Friday, January 25, 2008

go away now

Sometimes when I don't hear about something for a while, I secretly hope that it's stopped, gone away. Unfortunately, not having heard about Fred Phelps for a bit didn't mean that he had grown a heart and a brain. You would have to expect that someone who speaks like he does would believe in hell. I don't actually believe in it but, if I did, I would imagine that someone like Fred Phelps would end up there for the pain he's inflicted on folks over the years.

Shame on you Fred Phelps.

Heath Ledger's Funeral Is No Place For Bigots

New York, NY, January 24, 2008
The Anti-Defamation League (ADL), responding to the Westboro Baptist Church's plan to turn Heath Ledger's death into a homophobic spectacle, said the actor's funeral "should be no place for haters, and especially a gay basher like Fred Phelps."

Phelps and his virulently homophobic church have vowed to picket the actor's funeral, objecting to what they view as the actor's support of homosexuality through his starring role in the film "Brokeback Mountain." It is a time-honored strategy for Phelps, a notorious hater who uses high-profile funerals as a means to promote his unique brand of bigotry to the masses.

"It is time to say to Fred Phelps and his ilk, enough is enough," said Abraham H. Foxman, ADL National Director. "Heath Ledger's funeral should be no place for haters, and especially a gay basher like Fred Phelps. It is outrageous that the Westboro Baptist Church would attempt to turn the untimely and sad death of a Hollywood celebrity into a homophobic spectacle."

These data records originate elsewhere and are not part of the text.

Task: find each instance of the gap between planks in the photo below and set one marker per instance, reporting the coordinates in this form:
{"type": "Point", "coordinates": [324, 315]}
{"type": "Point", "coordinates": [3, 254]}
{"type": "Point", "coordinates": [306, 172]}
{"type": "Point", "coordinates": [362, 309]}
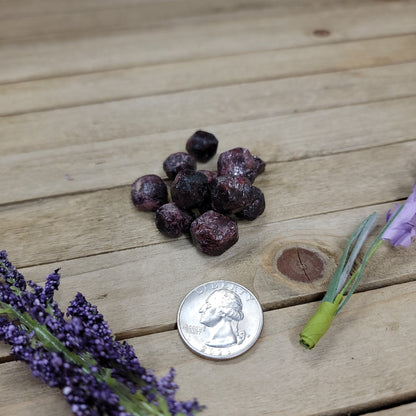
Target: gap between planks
{"type": "Point", "coordinates": [121, 84]}
{"type": "Point", "coordinates": [90, 20]}
{"type": "Point", "coordinates": [372, 336]}
{"type": "Point", "coordinates": [196, 109]}
{"type": "Point", "coordinates": [183, 43]}
{"type": "Point", "coordinates": [78, 169]}
{"type": "Point", "coordinates": [104, 279]}
{"type": "Point", "coordinates": [101, 220]}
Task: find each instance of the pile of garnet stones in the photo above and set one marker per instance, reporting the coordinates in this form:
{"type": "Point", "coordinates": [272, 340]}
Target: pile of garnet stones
{"type": "Point", "coordinates": [205, 203]}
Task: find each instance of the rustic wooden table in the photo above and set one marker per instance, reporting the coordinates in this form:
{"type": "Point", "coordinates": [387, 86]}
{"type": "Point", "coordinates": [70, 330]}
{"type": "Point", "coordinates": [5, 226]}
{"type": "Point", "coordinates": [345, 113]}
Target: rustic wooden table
{"type": "Point", "coordinates": [94, 93]}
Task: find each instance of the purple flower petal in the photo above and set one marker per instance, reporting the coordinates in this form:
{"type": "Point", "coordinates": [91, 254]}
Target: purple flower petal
{"type": "Point", "coordinates": [402, 229]}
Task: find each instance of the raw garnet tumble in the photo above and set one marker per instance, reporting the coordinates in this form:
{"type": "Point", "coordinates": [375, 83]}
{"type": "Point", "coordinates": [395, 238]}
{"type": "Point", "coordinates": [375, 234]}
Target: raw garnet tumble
{"type": "Point", "coordinates": [240, 162]}
{"type": "Point", "coordinates": [189, 189]}
{"type": "Point", "coordinates": [256, 208]}
{"type": "Point", "coordinates": [202, 146]}
{"type": "Point", "coordinates": [214, 233]}
{"type": "Point", "coordinates": [210, 174]}
{"type": "Point", "coordinates": [176, 162]}
{"type": "Point", "coordinates": [231, 193]}
{"type": "Point", "coordinates": [172, 221]}
{"type": "Point", "coordinates": [149, 192]}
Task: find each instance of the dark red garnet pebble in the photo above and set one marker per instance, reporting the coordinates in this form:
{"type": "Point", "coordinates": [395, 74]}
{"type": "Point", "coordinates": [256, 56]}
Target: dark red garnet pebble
{"type": "Point", "coordinates": [189, 189]}
{"type": "Point", "coordinates": [256, 208]}
{"type": "Point", "coordinates": [240, 162]}
{"type": "Point", "coordinates": [176, 162]}
{"type": "Point", "coordinates": [230, 193]}
{"type": "Point", "coordinates": [214, 233]}
{"type": "Point", "coordinates": [210, 174]}
{"type": "Point", "coordinates": [211, 196]}
{"type": "Point", "coordinates": [172, 221]}
{"type": "Point", "coordinates": [202, 146]}
{"type": "Point", "coordinates": [149, 192]}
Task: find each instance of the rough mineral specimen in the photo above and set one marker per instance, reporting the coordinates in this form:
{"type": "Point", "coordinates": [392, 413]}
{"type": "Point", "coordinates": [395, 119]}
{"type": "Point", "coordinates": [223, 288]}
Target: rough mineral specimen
{"type": "Point", "coordinates": [202, 146]}
{"type": "Point", "coordinates": [189, 189]}
{"type": "Point", "coordinates": [176, 162]}
{"type": "Point", "coordinates": [230, 193]}
{"type": "Point", "coordinates": [256, 208]}
{"type": "Point", "coordinates": [240, 162]}
{"type": "Point", "coordinates": [172, 221]}
{"type": "Point", "coordinates": [214, 233]}
{"type": "Point", "coordinates": [149, 192]}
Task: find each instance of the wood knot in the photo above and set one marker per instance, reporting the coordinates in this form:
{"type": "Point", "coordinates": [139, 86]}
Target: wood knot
{"type": "Point", "coordinates": [300, 264]}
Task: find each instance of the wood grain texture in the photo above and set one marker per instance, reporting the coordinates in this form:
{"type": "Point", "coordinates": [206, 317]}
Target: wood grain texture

Since the summer of 2005, the Topeka, Kansas-based Westboro Baptist Church has picketed the funerals of soldiers killed in Iraq and Afghanistan with placards reading "Thank God for Dead Soldiers." Phelps believes that the soldiers represent a nation tolerant of homosexuality, and their deaths are God's punishment for their sins. The group also routinely rails against Jews, Catholics and other minority faiths.

In October 2007, a federal court ordered the group to pay $11 million to the father of a slain Marine after it was found guilty of violating a right to privacy and inflicting intentional emotional distress.

Members of the WBC first gained national notoriety when they appeared at the funeral of gay murder victim Matthew Shepard bearing signs reading "No Fags in Heaven" and "God Hates Fags."